In presidential elections, a landslide election is generally agreed to be one in which the winning candidate secures at least 375 or 70 percent of the 538 electoral votes in the Electoral College.

Because of the way electoral votes are distributed by states, however, a landslide presidential election may not always result in a similarly wide margin in popular vote.

See also: How Electoral Votes Are Distributed

That's because many U.S. states award electoral votes on a winner-take-all basis to the candidate who wins the popular vote in their state.

So it's not unusual for a presidential candidate to win the popular vote in a state by only single digits and still carry all of its electoral votes.

The bottom line is that a wide margin in Electoral College results does not automatically translate to a popular vote landslide.

Using the standard definition of a landslide victory in presidential politics, when one candidate wins at least 375 electoral votes, here's list of races that were among the most lopsided in American history.

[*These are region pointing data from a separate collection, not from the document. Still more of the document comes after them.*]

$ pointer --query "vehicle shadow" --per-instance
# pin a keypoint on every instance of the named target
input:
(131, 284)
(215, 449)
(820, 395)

List of Landslide Presidential Elections

Under that standard definition, the following presidential elections would qualify as Electoral College landslides:

  • 1996: Democrat Bill Clinton won 379 electoral votes against Republican Bob Dole, who received only 159 electoral votes.
  • 1988: Republican George H.W. Bush won 426 electoral votes against Michael S. Dukakis, who received only 111.

  • 1984: Republican Ronald Reagan won 525 electoral votes against Democrat Walter Mondale, who got only 13 electoral votes.

  • 1980: Reagan won 489 electoral votes against Democrat Jimmy Carter, who got only 49 electoral votes.

  • 1972: Republican Richard Nixon won 520 electoral votes against Democrat George S. McGovern, who got only 17 electoral votes.

  • 1956: Republican Dwight D. Eisenhower got 457 electoral votes against Democrat Adlai Stevenson, who got only 73 electoral votes.

  • 1952: Eisenhower got 442 electoral votes against Stevenson, who got only 89 electoral votes.

  • 1944: Democrat Franklin D. Roosevelt got 432 electoral votes against Republican Thomas E. Dewey, who got only 99 electoral votes.

  • 1940: Roosevelt got 449 electoral votes against Republican Wendell L. Wilkie, who got only 82 electoral votes.

  • 1936: Roosevelt got 523 electoral votes against Republican Alfred M. Landon, who got only 8 electoral votes.

  • 1932: Roosevelt got 472 electoral votes against Republican Herbert C. Hoover, who got only 59 electoral votes.

  • 1928: Republican Herbert C. Hoover got 444 electoral votes against Democrat Alfred E. Smith, who got only 87 electoral votes.

  • 1924: Republican Calvin Coolidge got 382 electoral votes against Democrat John W. Davis, who got only 136 electoral votes.

  • 1920: Republican Warren G. Harding got 404 electoral votes against Democrat James M. Cox, who got only 127 electoral votes.